Auteur : Abdoul Ali WAR
Titre du roman : Le cri du muet
Editions Moreux, Paris, 2000, 223 pages.


 Le Cri du muet d’Abdoulaye Ali WAR est un exemple assez rare où une œuvre de fiction qui dépeint la réalité sociopolitique d’un pays en constitue une rigoureuse illustration spéculaire. Venus au chevet de leur mère agonisante, en cette circonstance exceptionnelle censée mettre en sourdine même les hostilités les plus véhémentes, trois frères – Issagha, Sidina et Hartani – n’en offrent pas moins le spectacle d’une famille déchirée. La description réaliste de War a fait de chacun des trois frères un « type » ethnique ou social, et c’est autour de la sourde rivalité qui oppose cette fratrie qu’est bâtie la trame narrative du roman.
Issagha, politicien véreux que seule préoccupe son ascension politique, ne semble pas ému outre mesure par l’état préoccupant de sa mère.
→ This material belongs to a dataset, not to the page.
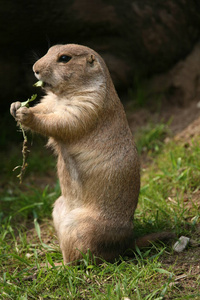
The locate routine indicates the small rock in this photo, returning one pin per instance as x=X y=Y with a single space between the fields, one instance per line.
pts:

Sidina, nationaliste maure, qui prétend défendre sa patrie en danger, voue une « sainte aversion » à ses frères Issagha, d’origine « négro-mauritanienne», et Hartani, « esclave noir affranchi, d’ethnie maure ». Hartani, de son vrai nom « Kaaw », « Tonton » en langue pulaar, a été razzié dès sa tendre enfance, déporté loin de sa région natale au « grand fleuve argenté » (le Fleuve Sénégal ») et emmené en pays maure, où il a grandi sous le joug de l’esclavage, aliéné à une nouvelle culture qui le coupe brutalement de ses racines : jusqu’au jour où, échappant à ses maîtres, il gagne Nouakchott, la capitale de son pays, et se fait reconnaître par sa mère ; mais, celle-ci tentera vainement de réduire le fossé qui le sépare de ses deux frères, « négro-mauritanien » et « maure blanc », qui ne le considèrent pas comme un des leurs.
Doublement étranger à Nouakchott par son origine sociale servile et par son ignorance totale des « rouages essentiels » de la vie urbaine, qui lui est hostile, Hartani jette son dévolu sur le mutisme, en se faisant passer pour un muet : expression mélancolique de désarroi d’un homme solitaire qui préfère à la vaine et bruyante cacophonie du dialogue de sourds le riche dialogue avec soi-même, dans le recueillement méditatif du monologue intérieur.
Hartani finit par rompre tous ses liens avec sa « famille retrouvée », préférant vivre avec ses « frères esclaves », de même condition : Matalla le « taciturne », M’barka (qui lui donnera un enfant) et d’autres hères déshérités, exclus et acculées jusque dans leurs derniers retranchements.
Ce roman au style sobre, dépouillé et sans fioriture est une allégorie d’une Mauritanie minée par ses dissensions intestines, dont la cohésion sociale et nationale est à rude épreuve.
Mohamadou Saidou TOURE (Thierno) :
Paris, 18 Juin 2001.
Ps : je n’ai pas en tête le numéro du BCLF (Bulletin Critique du Livre Français), où a été publiée ma note de lecture du livre d’Abdoulaye War, l’ayant donné à l’auteur, lorsque j’ai fait sa connaissance, en 2001 ou 2002.